Tres cosas que hacer mientras el consejo aún se reúne

Empiece por la cláusula que seguramente nunca ha leído. Localice la disposición de cambio de control de su contrato de procesamiento y determine qué permite en realidad. Algunos contratos dejan revisar precios y condiciones tras un cambio de propiedad con un preaviso mínimo. Otros le permiten salir sin penalización. Necesita saber cuál firmó, y el momento de averiguarlo es antes de que el equipo de integración de un comprador fije el calendario.

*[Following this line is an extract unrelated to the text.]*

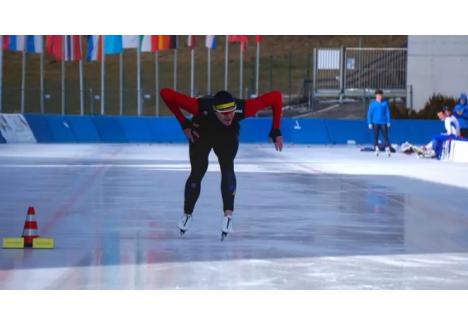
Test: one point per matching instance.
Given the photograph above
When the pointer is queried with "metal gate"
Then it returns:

Después mida su salida en días de ingeniería, no en intenciones. La mayoría de los negocios da por hecho que cambiar de procesador es una decisión de compras. Es un desarrollo: hay que migrar los datos de tarjeta tokenizados, reconstruir y probar la facturación recurrente y los flujos de devolución, rehacer la conciliación y volver a certificar la autenticación reforzada de cliente. Ponga encima una cifra real de días de desarrollador. Ese número es su coste de cambio verdadero, y hasta que lo tenga, cada conversación sobre tarifas será una negociación en la que solo una parte conoce el precio de marcharse.

Por último, pida una tercera oferta mientras pedirla siga siendo fácil. Adyen, Checkout.com, Worldpay y Mollie existen y todas quieren el negocio, y una oferta por escrito de cualquiera de ellas vale más que una opinión sobre la estructura del mercado. Si mueve volumen relevante por PayPal o por Stripe, pida precios ahora, sobre papel. Las ofertas competidoras son más baratas de conseguir justo en el momento en que su proveedor actual todavía tiene motivos para temer perderle.